Wireless transmitters have become ubiquitous in today's society. Such transmitters can be found in myriad mobile terminals such as mobile telephones, personal digital assistants, laptops with wireless modems, and the like. Such transmitters usually have a transceiver circuit that prepares a signal for transmission, a power amplifier that boosts the signal to an elevated power level for transmission, and an antenna that acts as the air interface for the transmitter.
Due to the proliferation of these wireless devices and the potential for interference therebetween as well as interference with other electronic devices, standards have been promulgated both by the Federal Communications Commission (FCC) and by the various governing bodies that limit emissions for certain types of wireless devices. For example, in Code Division Multiple Access (CDMA) systems, very stringent rules control the power levels of CDMA devices within a cell. This helps limit cross channel interference to acceptable levels. While CDMA systems have one of the more visible power control algorithms, other standards and protocols may also be concerned with controlling the power of transmitters. As another example, Global System for Mobile Communications (GSM) has particular requirements specified in GSM Recommendations 05.05 (subsections 4.2.2 and 4.5.2, and Annex 2) that control the spectral frequency mask for the ramp up and ramp down of the power amplifier output. The GSM rules are in place to prevent interference between communications occurring in time slots operating at the same frequency.

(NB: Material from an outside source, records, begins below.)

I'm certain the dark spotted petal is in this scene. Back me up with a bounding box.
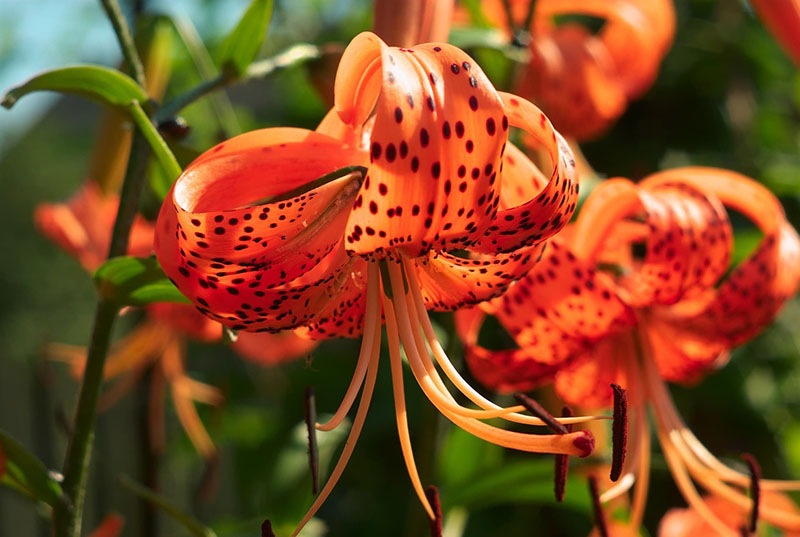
[156,129,363,330]
[455,308,558,393]
[474,92,578,253]
[494,241,635,364]
[646,168,800,347]
[336,33,508,257]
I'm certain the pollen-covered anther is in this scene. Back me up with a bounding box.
[589,475,609,537]
[742,453,761,533]
[610,384,628,481]
[425,485,442,537]
[553,406,573,503]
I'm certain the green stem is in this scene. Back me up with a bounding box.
[155,43,320,123]
[100,0,145,87]
[53,300,118,537]
[53,6,158,537]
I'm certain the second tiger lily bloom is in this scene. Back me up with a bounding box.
[34,181,316,458]
[456,168,800,537]
[156,33,593,534]
[483,0,675,140]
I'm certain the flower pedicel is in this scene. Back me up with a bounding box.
[156,33,593,534]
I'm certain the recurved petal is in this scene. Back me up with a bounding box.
[231,331,319,367]
[493,241,635,364]
[555,332,637,408]
[643,168,800,346]
[414,244,543,311]
[455,308,558,393]
[336,33,508,257]
[472,92,578,253]
[156,129,362,330]
[34,181,153,271]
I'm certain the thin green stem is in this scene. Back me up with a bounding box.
[100,0,145,87]
[155,43,321,123]
[53,300,118,537]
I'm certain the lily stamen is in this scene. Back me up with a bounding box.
[742,453,761,533]
[589,475,609,537]
[610,384,628,481]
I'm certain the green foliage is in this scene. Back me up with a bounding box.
[0,430,63,506]
[119,475,217,537]
[2,65,147,108]
[94,256,189,306]
[219,0,272,77]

To control power output by transmitters, most transmitters incorporate some form of feedback loop that measures the power proximate the antenna of the transmitter. Specifically, most conventional transmitters measure the power levels between the power amplifier and the antenna. Then, the gain of the power amplifier is adjusted so that the power amplifier outputs the desired output power based on the measured power levels.
As an alternative to the feedback loop used by many manufacturers, the assignee of the present invention makes the RF 5117 power amplifier which incorporates power sense circuitry into the power amplifier. While this methodology is suitable for many applications, it remains possible that the designers of mobile terminals may have different requirements in which having the power sense circuitry incorporated into the power amplifier is unacceptable.

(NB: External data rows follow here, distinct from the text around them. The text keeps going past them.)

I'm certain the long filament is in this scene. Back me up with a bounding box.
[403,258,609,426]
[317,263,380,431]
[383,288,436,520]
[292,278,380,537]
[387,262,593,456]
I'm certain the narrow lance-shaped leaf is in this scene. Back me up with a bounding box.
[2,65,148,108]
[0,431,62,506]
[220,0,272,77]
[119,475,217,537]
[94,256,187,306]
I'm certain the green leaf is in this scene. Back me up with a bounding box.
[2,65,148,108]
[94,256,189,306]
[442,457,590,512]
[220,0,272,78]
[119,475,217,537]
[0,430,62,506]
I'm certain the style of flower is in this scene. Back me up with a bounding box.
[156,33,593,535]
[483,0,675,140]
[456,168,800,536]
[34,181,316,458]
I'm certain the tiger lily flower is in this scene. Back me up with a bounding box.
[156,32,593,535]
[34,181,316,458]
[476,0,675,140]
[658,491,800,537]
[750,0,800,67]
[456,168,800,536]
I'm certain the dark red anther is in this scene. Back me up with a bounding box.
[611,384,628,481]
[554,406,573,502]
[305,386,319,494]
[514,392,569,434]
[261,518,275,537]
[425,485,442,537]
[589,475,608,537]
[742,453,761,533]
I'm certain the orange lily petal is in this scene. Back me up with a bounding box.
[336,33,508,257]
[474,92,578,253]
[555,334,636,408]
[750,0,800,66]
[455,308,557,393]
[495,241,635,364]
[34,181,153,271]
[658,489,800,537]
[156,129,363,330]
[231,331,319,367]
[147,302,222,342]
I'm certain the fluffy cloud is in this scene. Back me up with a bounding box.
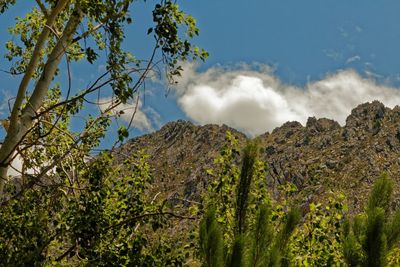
[99,98,159,131]
[176,65,400,136]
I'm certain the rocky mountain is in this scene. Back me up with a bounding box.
[116,101,400,214]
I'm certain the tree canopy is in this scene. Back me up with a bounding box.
[0,0,207,200]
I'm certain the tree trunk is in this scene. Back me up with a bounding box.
[0,1,83,200]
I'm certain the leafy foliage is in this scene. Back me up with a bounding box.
[289,192,347,266]
[200,133,300,266]
[343,173,400,266]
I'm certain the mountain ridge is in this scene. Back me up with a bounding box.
[116,101,400,215]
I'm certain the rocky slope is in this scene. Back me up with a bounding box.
[117,101,400,214]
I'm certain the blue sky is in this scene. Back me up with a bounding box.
[0,0,400,142]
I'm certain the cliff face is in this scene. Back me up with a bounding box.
[116,101,400,213]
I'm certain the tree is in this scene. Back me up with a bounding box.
[0,0,207,200]
[199,138,300,266]
[343,173,400,266]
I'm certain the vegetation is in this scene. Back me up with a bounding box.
[0,0,207,200]
[0,0,400,267]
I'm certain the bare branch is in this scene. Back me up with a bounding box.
[36,0,49,19]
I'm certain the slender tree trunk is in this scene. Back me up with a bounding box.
[0,1,83,199]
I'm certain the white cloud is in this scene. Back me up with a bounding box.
[346,55,361,64]
[176,64,400,136]
[99,98,159,131]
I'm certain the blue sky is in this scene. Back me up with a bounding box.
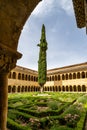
[17,0,87,70]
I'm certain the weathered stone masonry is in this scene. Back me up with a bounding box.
[8,63,87,93]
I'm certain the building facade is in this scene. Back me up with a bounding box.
[8,62,87,93]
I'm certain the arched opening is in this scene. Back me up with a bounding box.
[8,72,11,79]
[62,74,65,80]
[50,76,52,81]
[34,76,36,82]
[77,85,81,92]
[55,75,57,81]
[69,73,72,79]
[22,74,24,80]
[82,72,85,78]
[8,85,12,93]
[12,86,16,93]
[28,75,30,81]
[59,86,61,92]
[52,76,54,81]
[66,86,68,92]
[21,86,24,92]
[58,75,60,80]
[62,86,65,91]
[70,85,73,92]
[55,86,58,92]
[17,86,21,92]
[31,76,33,81]
[82,85,86,92]
[28,86,30,92]
[25,86,27,92]
[25,75,27,80]
[65,74,68,80]
[73,85,77,92]
[73,73,76,79]
[77,72,80,79]
[50,86,52,91]
[12,72,16,79]
[18,73,21,79]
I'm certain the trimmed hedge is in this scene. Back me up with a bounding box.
[75,111,86,130]
[7,118,31,130]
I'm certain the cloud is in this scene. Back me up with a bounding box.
[32,0,73,17]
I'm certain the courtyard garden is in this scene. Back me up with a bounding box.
[7,92,87,130]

Prior to the technique used in the RF 5117, most detection circuits used a detector diode and capacitor to form a half-wave rectifier. The output of this detector was then compared to a reference voltage. The comparison generated an error signal that was used to control the gain of the amplifier. This arrangement worked reasonably well, but errors in the difference between the reference voltage and the output of the detector translated to inaccurate power levels being output by the amplifier. Two common sources of error in this difference are temperature variations or variations in the power supply voltage.
Motorola has produced a detector that is reasonably tolerant to changes in temperature and power supply voltages as evidenced by U.S. Pat. No. 5,448,770. However, this device has been made in a silicon bipolar process and is unsuitable for implementation in a Gallium Arsenide (GaAs) process. GaAs provides a higher breakdown voltage, has a lower forward turn-on voltage, lower series resistance, and a high cut-off frequency. This combination of factors makes the use of GaAs for circuit design attractive. Thus, there remains a need for a detector that is resistant to errors that result from changes in temperature, resistant to errors that result from variations in power supply voltages, and is capable of being implemented in GaAs processes.